Regarding Belleek Fort my father bought it in 1961 and demolished most of it with gelignite that he bought from Donegal County Council [early 1962/63] and brought from Lifford in the boot of an Austin Farina. I sold the site in 2001.
…there was an unholy row about the demolition of the Fort, Donegal County Council bought the stones from my father and used them as filling on the then new road in Ballyshannon which by-passed the Port road in the town.”

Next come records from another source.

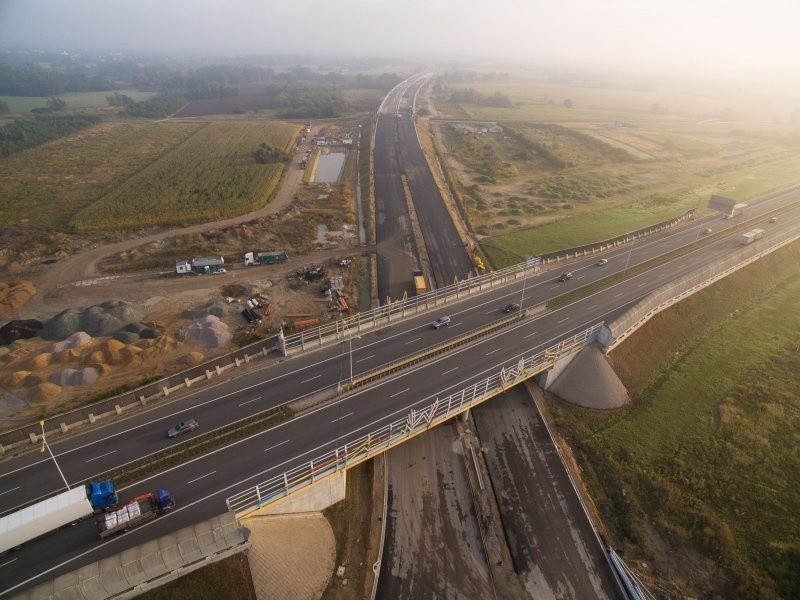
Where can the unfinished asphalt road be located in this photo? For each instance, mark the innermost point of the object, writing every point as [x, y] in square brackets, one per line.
[556, 554]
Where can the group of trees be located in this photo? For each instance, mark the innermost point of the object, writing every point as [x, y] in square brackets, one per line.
[27, 133]
[267, 155]
[470, 96]
[35, 80]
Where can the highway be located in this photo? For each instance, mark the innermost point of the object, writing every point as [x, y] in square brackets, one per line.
[202, 485]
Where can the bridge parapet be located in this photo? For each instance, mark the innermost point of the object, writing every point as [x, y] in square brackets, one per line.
[417, 421]
[625, 325]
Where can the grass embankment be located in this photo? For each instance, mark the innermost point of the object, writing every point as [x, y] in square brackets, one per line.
[558, 177]
[228, 579]
[699, 478]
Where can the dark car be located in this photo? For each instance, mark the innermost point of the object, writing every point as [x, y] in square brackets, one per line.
[440, 322]
[182, 427]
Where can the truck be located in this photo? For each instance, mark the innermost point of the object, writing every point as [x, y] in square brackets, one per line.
[265, 258]
[748, 237]
[419, 282]
[136, 512]
[52, 513]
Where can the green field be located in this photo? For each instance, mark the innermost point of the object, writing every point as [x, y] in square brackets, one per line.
[124, 175]
[706, 459]
[557, 177]
[74, 100]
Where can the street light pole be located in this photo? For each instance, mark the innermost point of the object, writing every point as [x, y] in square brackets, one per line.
[46, 445]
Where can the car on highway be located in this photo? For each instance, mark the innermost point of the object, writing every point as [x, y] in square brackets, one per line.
[182, 427]
[440, 322]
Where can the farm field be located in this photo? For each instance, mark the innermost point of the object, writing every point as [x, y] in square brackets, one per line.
[699, 477]
[540, 177]
[24, 104]
[124, 175]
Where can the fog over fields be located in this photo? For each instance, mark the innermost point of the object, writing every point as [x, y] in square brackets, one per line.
[717, 38]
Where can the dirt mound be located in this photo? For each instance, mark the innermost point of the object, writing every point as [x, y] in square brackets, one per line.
[589, 381]
[44, 392]
[74, 377]
[19, 330]
[76, 340]
[100, 320]
[209, 331]
[14, 296]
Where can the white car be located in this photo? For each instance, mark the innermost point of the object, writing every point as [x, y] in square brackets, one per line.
[440, 322]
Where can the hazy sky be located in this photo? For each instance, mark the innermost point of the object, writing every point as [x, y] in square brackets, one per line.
[729, 36]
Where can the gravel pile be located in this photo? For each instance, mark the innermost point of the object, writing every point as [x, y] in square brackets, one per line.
[100, 320]
[209, 331]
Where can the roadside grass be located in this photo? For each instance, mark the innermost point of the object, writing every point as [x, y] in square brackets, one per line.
[559, 177]
[126, 175]
[707, 453]
[211, 176]
[44, 187]
[227, 579]
[74, 100]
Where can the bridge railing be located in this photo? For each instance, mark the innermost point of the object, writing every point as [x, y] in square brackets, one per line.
[359, 449]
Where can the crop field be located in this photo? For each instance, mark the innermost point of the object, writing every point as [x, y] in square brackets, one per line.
[555, 177]
[700, 476]
[210, 176]
[132, 174]
[24, 104]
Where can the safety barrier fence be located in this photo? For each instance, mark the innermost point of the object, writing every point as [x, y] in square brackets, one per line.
[325, 334]
[417, 421]
[667, 295]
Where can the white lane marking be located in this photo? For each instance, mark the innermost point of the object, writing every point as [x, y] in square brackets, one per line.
[101, 456]
[249, 401]
[276, 445]
[201, 477]
[342, 417]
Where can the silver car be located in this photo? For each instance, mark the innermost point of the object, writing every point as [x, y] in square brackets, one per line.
[182, 427]
[440, 322]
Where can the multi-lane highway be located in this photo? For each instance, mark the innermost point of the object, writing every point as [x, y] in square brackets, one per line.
[201, 485]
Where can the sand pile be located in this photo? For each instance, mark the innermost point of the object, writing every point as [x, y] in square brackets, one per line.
[14, 296]
[589, 381]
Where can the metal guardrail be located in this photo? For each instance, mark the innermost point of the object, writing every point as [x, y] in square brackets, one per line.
[362, 448]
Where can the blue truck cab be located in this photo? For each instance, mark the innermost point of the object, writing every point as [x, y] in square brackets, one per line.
[164, 500]
[102, 494]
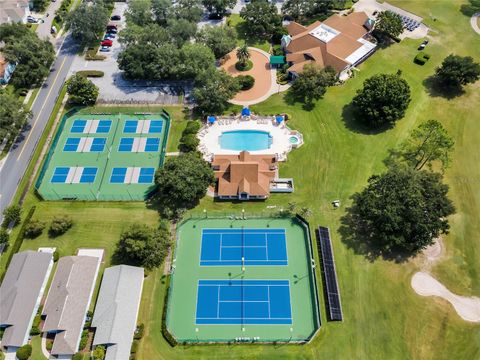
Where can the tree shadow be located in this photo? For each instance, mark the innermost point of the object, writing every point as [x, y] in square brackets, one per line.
[352, 123]
[469, 9]
[436, 89]
[358, 236]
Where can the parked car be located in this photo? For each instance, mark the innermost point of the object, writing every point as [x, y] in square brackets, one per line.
[107, 42]
[422, 45]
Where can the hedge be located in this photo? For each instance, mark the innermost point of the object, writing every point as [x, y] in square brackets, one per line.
[91, 73]
[421, 58]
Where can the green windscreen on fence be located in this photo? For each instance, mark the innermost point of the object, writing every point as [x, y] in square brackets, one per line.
[107, 157]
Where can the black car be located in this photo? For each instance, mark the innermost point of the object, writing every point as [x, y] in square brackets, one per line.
[422, 45]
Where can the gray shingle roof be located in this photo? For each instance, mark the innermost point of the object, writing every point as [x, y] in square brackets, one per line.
[20, 294]
[68, 301]
[115, 316]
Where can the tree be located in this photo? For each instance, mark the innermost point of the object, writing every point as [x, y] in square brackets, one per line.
[139, 12]
[212, 91]
[34, 228]
[81, 90]
[261, 18]
[32, 56]
[304, 9]
[428, 144]
[218, 7]
[87, 22]
[162, 11]
[144, 246]
[4, 236]
[220, 39]
[183, 181]
[24, 352]
[382, 101]
[389, 24]
[457, 71]
[243, 54]
[190, 10]
[312, 83]
[181, 31]
[400, 212]
[60, 225]
[13, 115]
[99, 353]
[12, 215]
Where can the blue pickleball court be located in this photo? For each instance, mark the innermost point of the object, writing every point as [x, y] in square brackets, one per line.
[233, 302]
[227, 247]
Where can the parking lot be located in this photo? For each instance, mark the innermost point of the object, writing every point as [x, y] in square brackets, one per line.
[113, 88]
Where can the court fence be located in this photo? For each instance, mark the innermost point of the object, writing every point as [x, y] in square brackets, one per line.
[173, 341]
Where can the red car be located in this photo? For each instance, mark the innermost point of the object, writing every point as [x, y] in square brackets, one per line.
[106, 43]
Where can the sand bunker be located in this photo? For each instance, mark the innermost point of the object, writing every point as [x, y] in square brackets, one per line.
[467, 307]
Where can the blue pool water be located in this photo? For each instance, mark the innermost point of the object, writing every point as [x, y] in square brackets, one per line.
[249, 140]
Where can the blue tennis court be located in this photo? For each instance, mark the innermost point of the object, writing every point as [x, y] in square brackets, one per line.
[227, 247]
[234, 302]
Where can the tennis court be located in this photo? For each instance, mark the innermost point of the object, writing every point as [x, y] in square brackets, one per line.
[249, 247]
[214, 296]
[243, 302]
[104, 157]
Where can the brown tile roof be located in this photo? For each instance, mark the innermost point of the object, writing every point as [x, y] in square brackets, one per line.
[244, 173]
[305, 47]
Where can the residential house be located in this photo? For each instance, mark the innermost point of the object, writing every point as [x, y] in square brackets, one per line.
[244, 176]
[115, 317]
[21, 293]
[341, 42]
[68, 301]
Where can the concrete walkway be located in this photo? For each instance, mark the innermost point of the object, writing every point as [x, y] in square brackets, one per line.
[474, 23]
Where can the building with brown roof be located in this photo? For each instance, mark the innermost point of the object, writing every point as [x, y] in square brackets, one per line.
[244, 176]
[339, 42]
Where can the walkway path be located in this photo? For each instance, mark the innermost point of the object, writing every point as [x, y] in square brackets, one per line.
[474, 22]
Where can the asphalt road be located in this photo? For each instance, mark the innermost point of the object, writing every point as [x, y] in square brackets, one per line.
[16, 162]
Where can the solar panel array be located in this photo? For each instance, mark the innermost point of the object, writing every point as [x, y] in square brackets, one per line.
[333, 296]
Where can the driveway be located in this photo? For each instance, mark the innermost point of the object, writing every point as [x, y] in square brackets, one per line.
[114, 89]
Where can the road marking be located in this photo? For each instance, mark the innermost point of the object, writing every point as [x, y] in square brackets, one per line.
[40, 112]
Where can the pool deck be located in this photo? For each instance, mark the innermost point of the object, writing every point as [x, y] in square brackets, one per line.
[210, 136]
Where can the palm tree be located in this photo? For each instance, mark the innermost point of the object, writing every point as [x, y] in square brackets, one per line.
[243, 54]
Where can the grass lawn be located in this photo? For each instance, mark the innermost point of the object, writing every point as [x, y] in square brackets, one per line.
[384, 318]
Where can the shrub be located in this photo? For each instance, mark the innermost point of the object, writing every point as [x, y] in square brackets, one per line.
[34, 228]
[12, 214]
[139, 332]
[421, 58]
[83, 340]
[4, 236]
[246, 82]
[134, 348]
[35, 331]
[91, 73]
[60, 225]
[24, 352]
[243, 66]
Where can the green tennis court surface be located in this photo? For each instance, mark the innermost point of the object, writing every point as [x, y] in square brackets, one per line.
[104, 157]
[242, 280]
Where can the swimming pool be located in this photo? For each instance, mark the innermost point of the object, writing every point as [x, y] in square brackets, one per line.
[249, 140]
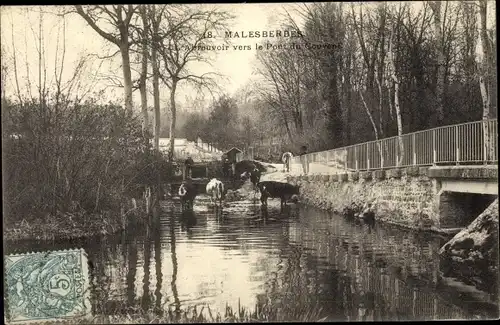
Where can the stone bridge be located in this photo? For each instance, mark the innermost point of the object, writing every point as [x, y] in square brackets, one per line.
[440, 198]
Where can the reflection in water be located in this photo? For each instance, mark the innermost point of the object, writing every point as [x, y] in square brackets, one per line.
[158, 263]
[174, 265]
[132, 267]
[146, 297]
[310, 263]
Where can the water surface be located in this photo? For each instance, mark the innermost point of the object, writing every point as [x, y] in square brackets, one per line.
[302, 259]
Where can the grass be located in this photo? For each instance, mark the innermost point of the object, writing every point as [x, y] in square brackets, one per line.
[69, 225]
[206, 315]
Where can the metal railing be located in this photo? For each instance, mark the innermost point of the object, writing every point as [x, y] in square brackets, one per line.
[447, 145]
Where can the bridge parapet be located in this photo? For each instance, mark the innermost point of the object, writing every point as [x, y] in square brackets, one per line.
[486, 172]
[434, 198]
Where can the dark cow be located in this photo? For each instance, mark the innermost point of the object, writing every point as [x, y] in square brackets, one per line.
[254, 176]
[283, 191]
[187, 193]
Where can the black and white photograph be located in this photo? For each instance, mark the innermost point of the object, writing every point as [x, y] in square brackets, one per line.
[250, 162]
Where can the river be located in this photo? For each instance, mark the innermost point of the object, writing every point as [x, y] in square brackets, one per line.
[301, 259]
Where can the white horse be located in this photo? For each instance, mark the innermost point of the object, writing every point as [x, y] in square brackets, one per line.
[215, 189]
[287, 156]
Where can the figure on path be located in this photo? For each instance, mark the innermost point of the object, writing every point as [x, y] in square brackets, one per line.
[304, 160]
[287, 156]
[188, 167]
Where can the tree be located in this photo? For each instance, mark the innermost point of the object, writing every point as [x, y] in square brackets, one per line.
[436, 8]
[144, 69]
[484, 79]
[180, 40]
[118, 16]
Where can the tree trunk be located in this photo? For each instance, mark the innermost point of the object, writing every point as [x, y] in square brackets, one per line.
[127, 75]
[156, 82]
[172, 119]
[436, 7]
[483, 70]
[396, 101]
[144, 73]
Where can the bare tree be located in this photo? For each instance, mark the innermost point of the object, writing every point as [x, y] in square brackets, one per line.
[118, 16]
[395, 81]
[484, 79]
[155, 26]
[436, 8]
[180, 40]
[144, 70]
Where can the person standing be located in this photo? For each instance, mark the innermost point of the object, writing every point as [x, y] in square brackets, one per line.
[304, 159]
[286, 160]
[188, 167]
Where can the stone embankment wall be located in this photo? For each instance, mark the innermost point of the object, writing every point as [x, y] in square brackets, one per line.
[403, 196]
[472, 255]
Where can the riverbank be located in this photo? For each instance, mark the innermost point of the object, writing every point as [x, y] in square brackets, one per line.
[205, 315]
[401, 200]
[71, 225]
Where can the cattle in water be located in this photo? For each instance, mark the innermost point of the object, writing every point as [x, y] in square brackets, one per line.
[187, 193]
[287, 156]
[254, 176]
[215, 189]
[283, 191]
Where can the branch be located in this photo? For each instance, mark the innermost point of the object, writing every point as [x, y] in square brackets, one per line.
[94, 26]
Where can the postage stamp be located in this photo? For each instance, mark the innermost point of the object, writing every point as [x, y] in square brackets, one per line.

Thanks very much to Jim for that alternative interpretation of Lorcán Ó Ciaráin’s views during the latter part of the revolutionary period. Con O’Neill has also pointed me to this mention of the Monaghan-born priest and republican activist in bishop Edward Daly’s biography “Mister, Are You a Priest?“, published in 2000:
“My father’s work as undertaker took him to two parishes and four different churches. As a result, I was in frequent contact with many priests whom I came to know and respect. As an altar server, I was in regular contact with the priest based in Belleek, but as a result of attending funerals with my father I frequently met priests attached to other churches and parishes. They were all very kind to me. Some of these priests would have called in the shop also. One priest who particularly fascinated me was Father Lorcan Ó Ciaráin. He lived in a castle at Magheramena, about two or three miles outside Belleek. It had formerly been the dwelling of local gentry. I don’t quite know the story of how it came to be parish property or how a priest came to be living in such an edifice. It was strange that such a building should be the parochial house. It was an impressive, if somewhat dilapidated building with large draughty rooms. It was the biggest house that I was ever in as a child. In the autumn every year, coming up to Halloween, Father Ó Ciaráin invited people out to the castle where, in a large room, the floor was covered with apples which had been picked from the adjoining apple orchard and he encouraged them to help themselves which they did. He was given to telling tall and fascinating stories. He specialised in ghost stories. During our Halloween visit for apples, he always had a new ghost story. He was very elderly when I first came to know him. Not surprisingly, Magheramena Castle was disposed of after Father Ó Ciaráin died in 1945.”
Daly, indelibly associated in Irish minds with the Bloody Sunday Massacre of 1972, was the son of Susan Flood, the cousin of Patrick Flood, a young volunteer killed on Drumhariff Hill during the latter part of the battle for the village of Pettigo, possibly by British artillery fire. His partially buried body was recovered from a trench on the hill and taken to a nearby cemetery by a young priest, despite the hostility of enemy soldiers and unionist crowds in the area.
If anyone else has more information on the events in south-west Ulster during May and June of 1922 please contact me via the form here.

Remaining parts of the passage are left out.